What Passing vs Failing Means

✅ PASS: Relevant scores >> Irrelevant scores, top-k are all relevant

  • Confirms: Semantic search relieves claude of hallucination risk
  • Decision: Top-k retrieval strategy is safe and effective
  • Implication: RAG pattern works end-to-end

❌ FAIL: Relevant and irrelevant chunks score similarly (gap < 0.2)

  • Means: Embeddings not distinguishing relevance well
  • Problem: Top-k might include irrelevant code
  • Investigation: Is embedding model trained for code? Are chunks sized correctly?

Deeper Learning: Empirical Top-k Determination

Test 7 validates the principle (retrieval works).

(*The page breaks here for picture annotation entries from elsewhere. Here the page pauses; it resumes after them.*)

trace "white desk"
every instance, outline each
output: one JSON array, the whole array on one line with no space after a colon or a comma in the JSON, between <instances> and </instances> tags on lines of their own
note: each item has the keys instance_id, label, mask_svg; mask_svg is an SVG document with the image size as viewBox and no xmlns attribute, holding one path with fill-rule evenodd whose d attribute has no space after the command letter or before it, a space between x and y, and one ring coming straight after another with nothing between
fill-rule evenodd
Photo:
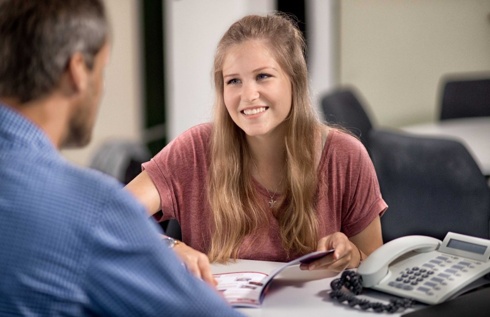
<instances>
[{"instance_id":1,"label":"white desk","mask_svg":"<svg viewBox=\"0 0 490 317\"><path fill-rule=\"evenodd\" d=\"M490 175L490 117L463 118L404 127L416 134L441 136L463 143L485 175Z\"/></svg>"},{"instance_id":2,"label":"white desk","mask_svg":"<svg viewBox=\"0 0 490 317\"><path fill-rule=\"evenodd\" d=\"M238 260L236 263L227 265L213 264L211 270L213 274L231 272L253 271L268 273L280 266L283 264L277 262ZM414 309L425 307L417 304L414 308L393 314L378 314L371 310L362 311L351 308L345 303L340 304L331 299L329 296L330 282L340 277L327 270L307 271L299 269L299 266L287 267L276 276L271 282L262 306L259 308L238 308L247 316L292 316L294 317L314 317L315 316L400 316ZM391 295L375 291L365 289L360 298L388 303Z\"/></svg>"}]
</instances>

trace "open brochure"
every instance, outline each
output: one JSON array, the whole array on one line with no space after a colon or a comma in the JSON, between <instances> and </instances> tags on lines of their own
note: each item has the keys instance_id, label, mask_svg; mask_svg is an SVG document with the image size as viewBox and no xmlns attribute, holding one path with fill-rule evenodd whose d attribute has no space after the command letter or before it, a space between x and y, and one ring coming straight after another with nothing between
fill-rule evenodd
<instances>
[{"instance_id":1,"label":"open brochure","mask_svg":"<svg viewBox=\"0 0 490 317\"><path fill-rule=\"evenodd\" d=\"M281 271L291 265L313 262L333 251L309 253L285 263L269 275L261 272L233 272L213 276L218 282L217 290L222 292L230 305L237 307L258 307L262 303L270 281Z\"/></svg>"}]
</instances>

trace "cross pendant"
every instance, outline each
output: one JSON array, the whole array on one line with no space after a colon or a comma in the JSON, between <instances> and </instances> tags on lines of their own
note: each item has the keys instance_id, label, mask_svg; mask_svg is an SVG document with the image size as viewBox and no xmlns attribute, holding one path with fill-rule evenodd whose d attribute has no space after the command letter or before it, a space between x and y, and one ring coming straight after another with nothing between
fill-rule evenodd
<instances>
[{"instance_id":1,"label":"cross pendant","mask_svg":"<svg viewBox=\"0 0 490 317\"><path fill-rule=\"evenodd\" d=\"M276 201L274 200L272 197L270 198L270 201L269 202L269 206L271 208L273 208L275 206Z\"/></svg>"}]
</instances>

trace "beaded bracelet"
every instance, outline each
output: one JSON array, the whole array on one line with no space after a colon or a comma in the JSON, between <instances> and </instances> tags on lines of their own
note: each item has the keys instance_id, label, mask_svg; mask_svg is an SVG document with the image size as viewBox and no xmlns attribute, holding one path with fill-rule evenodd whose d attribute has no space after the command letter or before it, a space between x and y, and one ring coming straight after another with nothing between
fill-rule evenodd
<instances>
[{"instance_id":1,"label":"beaded bracelet","mask_svg":"<svg viewBox=\"0 0 490 317\"><path fill-rule=\"evenodd\" d=\"M354 245L355 245L354 244ZM359 257L360 257L359 264L359 265L357 265L357 267L359 267L359 265L361 265L361 263L363 262L363 260L364 260L364 259L363 259L363 253L361 252L361 249L359 249L359 247L357 246L357 245L356 245L356 247L357 248L357 251L359 251Z\"/></svg>"}]
</instances>

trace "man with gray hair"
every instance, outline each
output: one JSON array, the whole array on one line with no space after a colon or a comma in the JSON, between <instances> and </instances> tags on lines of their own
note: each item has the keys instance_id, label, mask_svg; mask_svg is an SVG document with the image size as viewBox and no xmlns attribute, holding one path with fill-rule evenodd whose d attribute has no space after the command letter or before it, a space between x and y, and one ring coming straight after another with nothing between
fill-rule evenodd
<instances>
[{"instance_id":1,"label":"man with gray hair","mask_svg":"<svg viewBox=\"0 0 490 317\"><path fill-rule=\"evenodd\" d=\"M101 0L0 0L0 316L240 316L59 153L90 139L108 30Z\"/></svg>"}]
</instances>

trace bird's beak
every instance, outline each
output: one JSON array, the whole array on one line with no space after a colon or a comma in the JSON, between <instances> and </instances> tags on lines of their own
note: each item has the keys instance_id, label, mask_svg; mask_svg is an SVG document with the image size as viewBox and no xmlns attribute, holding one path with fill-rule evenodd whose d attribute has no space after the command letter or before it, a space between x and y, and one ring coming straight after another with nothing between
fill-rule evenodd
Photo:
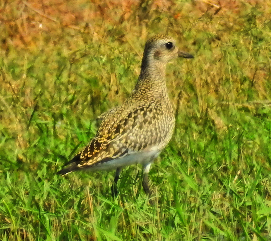
<instances>
[{"instance_id":1,"label":"bird's beak","mask_svg":"<svg viewBox=\"0 0 271 241\"><path fill-rule=\"evenodd\" d=\"M178 51L178 56L179 57L182 57L185 58L194 58L194 56L192 55L188 54L188 53L185 53L185 52L182 52L181 51Z\"/></svg>"}]
</instances>

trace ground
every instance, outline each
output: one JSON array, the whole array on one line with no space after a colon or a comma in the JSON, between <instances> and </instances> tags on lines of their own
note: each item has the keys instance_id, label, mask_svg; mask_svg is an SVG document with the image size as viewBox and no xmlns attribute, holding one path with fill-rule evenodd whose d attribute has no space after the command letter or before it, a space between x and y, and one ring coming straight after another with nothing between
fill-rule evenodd
<instances>
[{"instance_id":1,"label":"ground","mask_svg":"<svg viewBox=\"0 0 271 241\"><path fill-rule=\"evenodd\" d=\"M271 2L0 1L0 240L271 239ZM55 175L122 103L149 36L193 60L167 70L176 109L153 165Z\"/></svg>"}]
</instances>

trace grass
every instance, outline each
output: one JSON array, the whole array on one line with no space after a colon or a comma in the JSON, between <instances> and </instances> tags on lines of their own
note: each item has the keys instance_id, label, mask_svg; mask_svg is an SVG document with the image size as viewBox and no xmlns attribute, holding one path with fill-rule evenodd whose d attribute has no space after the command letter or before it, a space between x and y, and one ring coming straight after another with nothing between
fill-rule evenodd
<instances>
[{"instance_id":1,"label":"grass","mask_svg":"<svg viewBox=\"0 0 271 241\"><path fill-rule=\"evenodd\" d=\"M163 2L1 2L0 240L271 238L271 5ZM147 33L167 29L195 58L167 70L176 126L154 205L140 167L115 200L113 172L56 175L132 90Z\"/></svg>"}]
</instances>

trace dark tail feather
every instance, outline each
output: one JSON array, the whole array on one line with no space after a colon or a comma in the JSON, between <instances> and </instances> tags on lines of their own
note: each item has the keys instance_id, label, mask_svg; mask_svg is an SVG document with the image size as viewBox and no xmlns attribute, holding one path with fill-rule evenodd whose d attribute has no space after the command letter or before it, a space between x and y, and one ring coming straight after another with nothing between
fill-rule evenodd
<instances>
[{"instance_id":1,"label":"dark tail feather","mask_svg":"<svg viewBox=\"0 0 271 241\"><path fill-rule=\"evenodd\" d=\"M68 174L72 172L79 170L80 169L78 166L78 164L80 162L80 153L78 153L70 161L65 164L64 166L67 167L64 168L58 171L57 174L61 176Z\"/></svg>"}]
</instances>

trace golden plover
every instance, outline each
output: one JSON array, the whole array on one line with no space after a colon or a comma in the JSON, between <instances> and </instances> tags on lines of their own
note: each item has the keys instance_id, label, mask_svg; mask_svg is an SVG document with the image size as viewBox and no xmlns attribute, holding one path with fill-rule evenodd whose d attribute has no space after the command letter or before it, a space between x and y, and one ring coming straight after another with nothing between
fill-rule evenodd
<instances>
[{"instance_id":1,"label":"golden plover","mask_svg":"<svg viewBox=\"0 0 271 241\"><path fill-rule=\"evenodd\" d=\"M160 35L147 42L140 73L131 96L99 117L101 122L95 137L58 174L116 169L111 187L115 196L122 169L140 163L143 189L150 192L151 165L170 141L175 126L174 112L166 85L166 65L178 57L193 58L179 51L176 42L171 37Z\"/></svg>"}]
</instances>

But it doesn't answer:

How many chunks do you actually need?

The answer varies:

  • Simple queries: 1-2 chunks sufficient
  • Complex queries: 5-10 chunks
  • Edge cases: 20+ chunks

This is why config.yaml has top_k as a tuning parameter.


How Tests 1-7 Connect

Test Validates Critical For
Test 1 Embeddings are deterministic Caching strategy
Test 2 Semantic clustering across languages Multi-language support
Test 3 1536 dims > 384 dims Dimension choice
Test 4 Cosine > Euclidean distance Distance metric
Test 5 Language paradigm clustering Metadata filtering
Test 6 Function-level chunks > fixed-size Chunking strategy
Test 7 Good retrieval prevents hallucinations RAG pattern validation

The Progression:

  • Tests 1-3: Embeddings fundamentals
  • Tests 4-5: Distance metrics and semantic relationships
  • Test 6: Chunking strategy
  • Test 7: Complete RAG system validation

Key Takeaways for RAG-Code-QA Implementation

From Test 1: Caching is Safe

  • Embeddings are stable
  • Unchanged code doesn't need re-embedding
  • Safe to cache indefinitely

From Test 2: Multi-Language Works

  • Semantic meaning transcends syntax
  • Python, JavaScript, TypeScript can share same index
  • User can search across languages

From Test 3: 1536 Dimensions is Optimal

  • 7% better accuracy than 384 dims
  • Worth the storage/computation cost

From Test 4: Cosine is Correct

  • Handles magnitude variation
  • ChromaDB default choice is right

From Test 5: Language Paradigms Matter

  • Embeddings learn conventions
  • Metadata filtering is optional but valuable

From Test 6: Chunking is Critical

  • Semantic units (functions) > arbitrary splits
  • Highest-impact design decision

From Test 7: RAG Works

  • Good retrieval = complete working memory = accurate answers
  • Eliminates hallucinations when done well

These learning notes map each test to specific theory from Days 1-3. Understanding what each test teaches you prepares you for implementation with the right architecture decisions.